Mohamed Dahan Ghagdali, originally from Morocco in Africa, was last Saturday taken to the Port Moresby General Hospital from Bomana Prison where he had been awaiting deportation since his arrest by National Capital District police in August last year.
He arrived in the country in 2001 on his way to seek refugee status in Australia. He married Alison Serono from Bougainville in 2005. They have five children.
He said in a text message (because he cannot speak): “I have been in PNG for the last 16 years.
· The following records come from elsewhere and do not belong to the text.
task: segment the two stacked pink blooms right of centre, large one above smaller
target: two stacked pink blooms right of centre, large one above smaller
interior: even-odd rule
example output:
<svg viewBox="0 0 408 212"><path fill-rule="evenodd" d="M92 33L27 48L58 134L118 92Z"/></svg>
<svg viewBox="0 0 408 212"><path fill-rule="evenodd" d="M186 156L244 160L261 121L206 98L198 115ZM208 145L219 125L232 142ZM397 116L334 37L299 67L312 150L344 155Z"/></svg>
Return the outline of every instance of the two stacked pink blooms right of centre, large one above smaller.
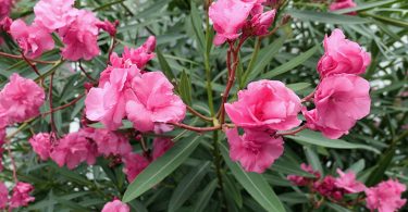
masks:
<svg viewBox="0 0 408 212"><path fill-rule="evenodd" d="M299 97L283 83L250 83L236 102L225 104L231 121L245 132L240 137L237 128L226 130L231 159L247 172L264 172L283 153L283 140L274 134L299 126L300 109Z"/></svg>

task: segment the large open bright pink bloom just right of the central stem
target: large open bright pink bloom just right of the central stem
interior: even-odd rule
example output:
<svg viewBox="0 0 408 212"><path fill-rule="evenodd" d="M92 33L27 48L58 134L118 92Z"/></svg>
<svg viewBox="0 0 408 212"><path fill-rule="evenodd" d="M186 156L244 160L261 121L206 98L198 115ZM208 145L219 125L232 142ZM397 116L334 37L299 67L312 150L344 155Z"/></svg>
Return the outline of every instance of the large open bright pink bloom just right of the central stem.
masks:
<svg viewBox="0 0 408 212"><path fill-rule="evenodd" d="M277 80L259 80L238 91L238 101L225 104L231 121L246 128L287 130L299 126L300 99Z"/></svg>

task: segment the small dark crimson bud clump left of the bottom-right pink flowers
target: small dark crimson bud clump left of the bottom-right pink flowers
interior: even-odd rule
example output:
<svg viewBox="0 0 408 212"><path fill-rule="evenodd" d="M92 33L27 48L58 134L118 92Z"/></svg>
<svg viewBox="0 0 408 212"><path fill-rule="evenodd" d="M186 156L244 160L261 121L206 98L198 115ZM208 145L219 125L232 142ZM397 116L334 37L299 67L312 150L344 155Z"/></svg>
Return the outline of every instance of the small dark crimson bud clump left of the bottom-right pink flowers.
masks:
<svg viewBox="0 0 408 212"><path fill-rule="evenodd" d="M313 184L313 188L324 197L330 197L335 200L343 199L344 196L344 189L336 186L336 179L333 176L325 176L323 180L316 182Z"/></svg>

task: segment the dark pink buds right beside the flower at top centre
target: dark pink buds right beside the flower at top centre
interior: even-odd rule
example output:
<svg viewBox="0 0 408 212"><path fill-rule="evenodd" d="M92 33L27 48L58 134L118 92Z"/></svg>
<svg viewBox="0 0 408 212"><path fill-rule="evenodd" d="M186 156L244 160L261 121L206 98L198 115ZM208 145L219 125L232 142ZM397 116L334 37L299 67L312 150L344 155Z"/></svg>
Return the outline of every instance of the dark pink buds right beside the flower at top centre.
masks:
<svg viewBox="0 0 408 212"><path fill-rule="evenodd" d="M263 36L269 33L268 28L272 25L275 18L276 10L271 10L264 13L259 13L252 16L244 26L244 35L247 36Z"/></svg>

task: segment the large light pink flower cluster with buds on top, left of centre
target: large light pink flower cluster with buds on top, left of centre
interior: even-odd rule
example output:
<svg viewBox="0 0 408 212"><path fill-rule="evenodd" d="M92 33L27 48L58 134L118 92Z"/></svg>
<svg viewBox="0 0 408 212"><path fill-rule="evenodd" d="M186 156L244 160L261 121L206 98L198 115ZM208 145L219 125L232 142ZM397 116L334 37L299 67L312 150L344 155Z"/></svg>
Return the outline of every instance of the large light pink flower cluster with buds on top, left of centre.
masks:
<svg viewBox="0 0 408 212"><path fill-rule="evenodd" d="M122 58L112 54L111 66L85 100L90 121L115 130L127 117L139 132L163 133L173 128L168 123L184 120L186 105L164 74L140 71L154 57L154 37L149 37L138 49L125 48Z"/></svg>

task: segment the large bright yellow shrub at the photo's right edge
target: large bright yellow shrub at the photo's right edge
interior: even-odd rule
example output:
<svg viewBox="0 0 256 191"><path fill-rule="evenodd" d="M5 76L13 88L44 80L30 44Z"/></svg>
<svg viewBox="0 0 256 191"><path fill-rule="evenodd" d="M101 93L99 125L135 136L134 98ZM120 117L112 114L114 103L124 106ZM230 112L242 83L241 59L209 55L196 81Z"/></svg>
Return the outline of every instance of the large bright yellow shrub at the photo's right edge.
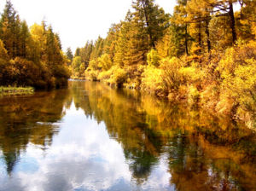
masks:
<svg viewBox="0 0 256 191"><path fill-rule="evenodd" d="M218 112L238 117L244 112L255 113L256 43L227 49L217 70L222 78Z"/></svg>

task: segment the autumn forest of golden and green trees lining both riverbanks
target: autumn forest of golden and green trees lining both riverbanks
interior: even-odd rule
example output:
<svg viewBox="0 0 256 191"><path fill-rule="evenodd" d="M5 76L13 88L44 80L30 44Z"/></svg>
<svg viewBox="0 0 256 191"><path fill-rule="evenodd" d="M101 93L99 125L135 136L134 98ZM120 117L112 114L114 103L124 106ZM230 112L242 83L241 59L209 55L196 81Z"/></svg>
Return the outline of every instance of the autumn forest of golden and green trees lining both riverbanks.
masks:
<svg viewBox="0 0 256 191"><path fill-rule="evenodd" d="M184 101L255 127L256 2L177 0L166 14L154 0L134 0L106 38L73 55L62 52L52 26L28 27L7 1L0 85L55 88L70 77Z"/></svg>

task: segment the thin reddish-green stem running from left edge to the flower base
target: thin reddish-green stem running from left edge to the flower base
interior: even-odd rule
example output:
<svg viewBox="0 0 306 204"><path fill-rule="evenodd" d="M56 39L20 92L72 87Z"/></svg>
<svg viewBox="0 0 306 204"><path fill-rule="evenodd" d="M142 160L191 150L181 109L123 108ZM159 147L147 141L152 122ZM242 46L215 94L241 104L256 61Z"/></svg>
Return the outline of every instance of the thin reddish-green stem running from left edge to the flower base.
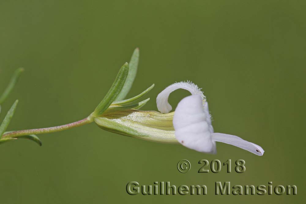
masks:
<svg viewBox="0 0 306 204"><path fill-rule="evenodd" d="M32 135L32 134L43 134L43 133L50 133L50 132L59 132L59 131L79 127L84 124L91 123L92 121L93 121L93 117L90 115L80 121L76 121L76 122L65 124L65 125L60 125L60 126L55 126L55 127L50 127L50 128L38 128L38 129L18 130L18 131L8 132L6 134L3 134L2 138L18 137L18 136Z"/></svg>

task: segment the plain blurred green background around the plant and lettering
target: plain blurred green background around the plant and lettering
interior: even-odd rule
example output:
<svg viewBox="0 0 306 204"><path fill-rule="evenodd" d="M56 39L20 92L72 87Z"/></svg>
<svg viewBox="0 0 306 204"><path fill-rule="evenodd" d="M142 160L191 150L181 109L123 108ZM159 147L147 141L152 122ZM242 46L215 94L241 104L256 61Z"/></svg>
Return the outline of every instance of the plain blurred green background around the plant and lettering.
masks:
<svg viewBox="0 0 306 204"><path fill-rule="evenodd" d="M155 83L203 87L215 132L241 136L262 157L217 144L218 154L106 132L95 124L0 146L0 203L302 203L305 199L305 1L0 1L0 87L24 67L2 104L20 102L9 130L80 120L140 48L128 96ZM187 96L176 91L173 107ZM182 174L177 162L188 159ZM238 174L197 173L200 159L246 161ZM234 164L232 164L234 166ZM208 195L128 195L129 181L205 184ZM214 195L232 185L297 185L297 195Z"/></svg>

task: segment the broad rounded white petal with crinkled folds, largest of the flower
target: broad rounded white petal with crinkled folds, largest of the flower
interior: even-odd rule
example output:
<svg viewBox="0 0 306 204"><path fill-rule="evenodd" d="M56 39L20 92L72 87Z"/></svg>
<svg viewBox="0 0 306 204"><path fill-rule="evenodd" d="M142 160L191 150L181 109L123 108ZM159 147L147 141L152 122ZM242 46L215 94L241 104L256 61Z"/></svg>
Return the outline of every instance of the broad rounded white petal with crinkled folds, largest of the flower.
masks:
<svg viewBox="0 0 306 204"><path fill-rule="evenodd" d="M211 140L206 119L200 95L183 98L173 116L174 134L178 142L199 152L216 153L216 145Z"/></svg>

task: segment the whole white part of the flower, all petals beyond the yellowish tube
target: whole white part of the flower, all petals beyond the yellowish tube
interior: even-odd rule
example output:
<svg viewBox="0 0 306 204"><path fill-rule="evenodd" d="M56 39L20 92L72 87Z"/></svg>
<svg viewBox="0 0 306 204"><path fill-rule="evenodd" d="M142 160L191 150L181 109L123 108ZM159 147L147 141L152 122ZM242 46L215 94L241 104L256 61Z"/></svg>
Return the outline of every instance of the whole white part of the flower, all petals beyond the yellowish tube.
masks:
<svg viewBox="0 0 306 204"><path fill-rule="evenodd" d="M223 142L259 156L263 155L263 148L254 143L235 135L214 133L208 103L203 92L194 83L179 82L166 87L156 98L157 108L160 112L170 112L172 107L168 103L168 97L172 91L180 88L188 90L192 95L183 98L174 112L174 134L179 143L199 152L215 154L215 142Z"/></svg>

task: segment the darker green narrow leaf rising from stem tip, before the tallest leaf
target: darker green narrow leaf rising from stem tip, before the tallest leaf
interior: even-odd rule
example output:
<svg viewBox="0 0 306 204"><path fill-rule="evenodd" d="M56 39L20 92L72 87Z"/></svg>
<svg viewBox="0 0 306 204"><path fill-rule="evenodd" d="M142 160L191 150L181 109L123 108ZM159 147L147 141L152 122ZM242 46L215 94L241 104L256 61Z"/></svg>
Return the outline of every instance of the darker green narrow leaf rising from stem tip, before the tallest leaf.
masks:
<svg viewBox="0 0 306 204"><path fill-rule="evenodd" d="M126 62L119 70L113 85L110 87L110 90L107 92L107 94L99 103L99 105L95 108L95 111L93 113L94 116L101 115L110 106L110 104L114 102L114 100L122 90L128 73L129 64Z"/></svg>

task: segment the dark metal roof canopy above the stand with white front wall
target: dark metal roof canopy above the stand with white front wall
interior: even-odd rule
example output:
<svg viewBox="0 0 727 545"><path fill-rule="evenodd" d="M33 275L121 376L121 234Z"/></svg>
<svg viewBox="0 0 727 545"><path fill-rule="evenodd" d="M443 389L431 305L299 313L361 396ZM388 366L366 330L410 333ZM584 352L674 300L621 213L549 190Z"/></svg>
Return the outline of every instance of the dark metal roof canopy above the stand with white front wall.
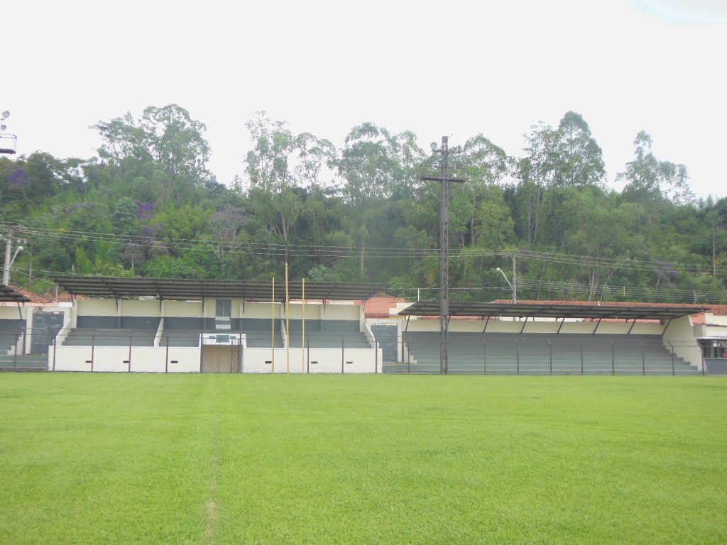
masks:
<svg viewBox="0 0 727 545"><path fill-rule="evenodd" d="M60 288L72 295L113 297L153 296L157 299L244 299L270 302L273 282L260 280L190 280L185 278L116 278L111 276L55 275ZM381 284L306 282L305 299L358 301L382 291ZM302 282L289 282L290 299L302 299ZM276 280L275 301L284 302L285 281Z"/></svg>

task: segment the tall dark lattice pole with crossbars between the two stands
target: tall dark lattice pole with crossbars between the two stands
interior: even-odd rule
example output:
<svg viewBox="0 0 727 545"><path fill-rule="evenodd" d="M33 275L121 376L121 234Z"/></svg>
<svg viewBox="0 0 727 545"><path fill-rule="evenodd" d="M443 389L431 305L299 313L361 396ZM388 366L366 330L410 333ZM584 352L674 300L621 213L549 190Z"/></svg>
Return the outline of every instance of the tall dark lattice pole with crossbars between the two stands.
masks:
<svg viewBox="0 0 727 545"><path fill-rule="evenodd" d="M462 153L462 146L449 150L449 137L442 137L441 148L437 143L430 145L433 155L441 156L438 166L441 169L440 176L422 176L422 180L441 182L442 197L439 222L439 372L449 374L449 184L450 182L464 183L464 178L450 177L449 175L449 154Z"/></svg>

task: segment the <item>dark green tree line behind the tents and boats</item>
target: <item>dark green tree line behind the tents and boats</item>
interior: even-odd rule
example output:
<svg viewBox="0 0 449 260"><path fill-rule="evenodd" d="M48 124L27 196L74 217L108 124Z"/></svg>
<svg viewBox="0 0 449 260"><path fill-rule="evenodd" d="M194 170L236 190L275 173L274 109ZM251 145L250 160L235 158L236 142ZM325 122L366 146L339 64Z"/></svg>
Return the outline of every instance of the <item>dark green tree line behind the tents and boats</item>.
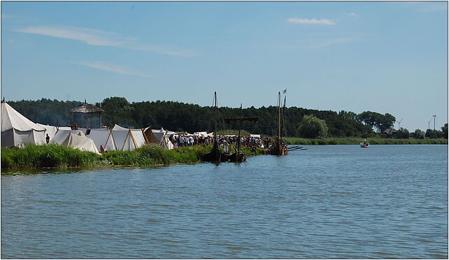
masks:
<svg viewBox="0 0 449 260"><path fill-rule="evenodd" d="M41 99L37 101L8 101L10 106L33 122L55 126L71 124L69 111L80 106L80 101L57 101ZM102 124L113 127L119 124L122 127L152 129L169 129L171 131L213 131L214 108L189 103L173 101L143 101L129 103L123 97L109 97L95 103L95 106L104 110ZM332 110L312 110L306 108L290 107L283 111L283 136L298 137L369 137L376 136L378 132L393 126L396 118L388 113L364 111L356 114L341 110L336 113ZM90 127L99 127L98 115L90 115ZM259 117L253 122L225 123L222 119L227 117ZM308 124L306 121L311 121ZM318 121L317 121L318 120ZM85 127L87 121L76 115L73 123ZM262 106L261 108L218 108L218 129L243 129L250 133L262 133L274 136L277 133L278 107ZM325 127L324 131L313 124L318 122ZM315 131L310 128L315 127ZM318 129L318 130L317 130ZM318 133L317 133L318 131ZM447 136L447 132L446 132Z"/></svg>

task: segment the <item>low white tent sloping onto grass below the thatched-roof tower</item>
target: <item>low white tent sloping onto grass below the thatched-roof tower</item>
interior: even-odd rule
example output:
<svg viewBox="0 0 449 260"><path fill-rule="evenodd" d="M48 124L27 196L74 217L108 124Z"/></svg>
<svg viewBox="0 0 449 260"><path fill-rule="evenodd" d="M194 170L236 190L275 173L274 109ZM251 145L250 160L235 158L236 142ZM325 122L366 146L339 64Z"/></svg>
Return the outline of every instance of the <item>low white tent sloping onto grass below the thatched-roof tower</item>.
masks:
<svg viewBox="0 0 449 260"><path fill-rule="evenodd" d="M95 147L94 140L87 138L81 130L58 130L55 137L50 140L50 143L57 143L58 145L65 145L78 150L100 154L97 147Z"/></svg>

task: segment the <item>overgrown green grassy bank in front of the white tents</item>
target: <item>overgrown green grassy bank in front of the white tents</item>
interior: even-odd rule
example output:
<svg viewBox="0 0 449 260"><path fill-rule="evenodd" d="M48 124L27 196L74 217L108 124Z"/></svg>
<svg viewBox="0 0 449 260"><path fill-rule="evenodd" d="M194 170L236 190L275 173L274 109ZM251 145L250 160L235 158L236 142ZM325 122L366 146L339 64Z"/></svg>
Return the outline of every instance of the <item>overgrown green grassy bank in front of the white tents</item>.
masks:
<svg viewBox="0 0 449 260"><path fill-rule="evenodd" d="M162 166L196 164L212 150L212 145L195 145L164 150L145 145L134 151L111 151L102 155L82 152L62 145L26 145L23 148L1 148L2 169L37 168L102 168L113 166ZM250 156L263 154L262 149L243 150Z"/></svg>

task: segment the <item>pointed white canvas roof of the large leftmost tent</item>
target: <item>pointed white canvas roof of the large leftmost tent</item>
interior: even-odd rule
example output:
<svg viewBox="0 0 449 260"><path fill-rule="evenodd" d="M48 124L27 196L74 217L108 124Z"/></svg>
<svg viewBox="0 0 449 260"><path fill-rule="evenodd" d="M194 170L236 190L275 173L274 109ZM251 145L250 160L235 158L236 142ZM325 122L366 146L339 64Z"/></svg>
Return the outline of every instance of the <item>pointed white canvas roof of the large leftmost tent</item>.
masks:
<svg viewBox="0 0 449 260"><path fill-rule="evenodd" d="M18 113L6 102L1 102L1 131L15 129L17 131L45 131L45 128L31 122L27 117Z"/></svg>

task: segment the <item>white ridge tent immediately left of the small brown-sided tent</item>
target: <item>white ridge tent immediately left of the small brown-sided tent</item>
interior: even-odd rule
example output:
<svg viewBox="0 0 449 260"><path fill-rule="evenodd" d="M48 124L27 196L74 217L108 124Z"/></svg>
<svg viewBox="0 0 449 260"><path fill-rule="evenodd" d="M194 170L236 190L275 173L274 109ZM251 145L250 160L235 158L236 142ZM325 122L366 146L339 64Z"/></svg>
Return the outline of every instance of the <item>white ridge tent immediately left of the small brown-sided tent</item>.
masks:
<svg viewBox="0 0 449 260"><path fill-rule="evenodd" d="M133 151L147 143L141 129L126 129L115 124L111 132L117 150Z"/></svg>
The authorities denied all my rights, no justice for me as a human (being) and an independent activist for Western Sahara and as a father of five kids married to a PNG woman. I have been in detention for deportation at the Bomana prison without any proper criminal charges for the last 10 months.”
“(I have been) behind bars locked 15 hours a day with inmates. I drop my blood for justice to be done for me and my family. I need to see the media and a protection officer for an independent panel for refugees in PNG.”
He said he would not remove the stitches until justice was done to him and his family.
No comments could be obtained from Immigration officials yesterday. But Bomana prison commanding officer Superintendent Kiddy Keko said Ghagdali was detained on the direction of the Immigration Department for not having a valid visa or passport when “he entered the Independent State of Papua New Guinea in 2001 and had been without one since”.
Keko told The National that Ghagdali had stitched up his month to show that he was on a hunger strike. Authorities were yet to find out how Ghagdali stitched his mouth while in detention.
Keko said Ghagdali was transferred on Saturday afternoon to the Port Moresby General Hospital since his hunger strike started on Thursday. Ghagdali was medically fit and was well looked after while in prison.
According to a statement Ghagdali gave to The National, he fled from Morocco in 1997 to Libya for political reasons.
He spent four years there before moving to Jordan in 2001, then made his way to Indonesia.
He entered PNG in March 2001 after crossing the PNG-Indonesia border. He arrived by dinghy in Vanimo from where he flew to Port Moresby.
Ghagdali said his intention was to make his way to Australia to seek refugee status there. But he was intercepted by the Australian Federal Police at Sybai Island on his way to Australia. He was handed back to PNG authorities.
Wife Sereno is calling on authorities to stop his deportation, describing him as a “good husband” who had established a good life with her and their five children.
Serono told The National that his absence from home had caused a lot of distress for her and their children.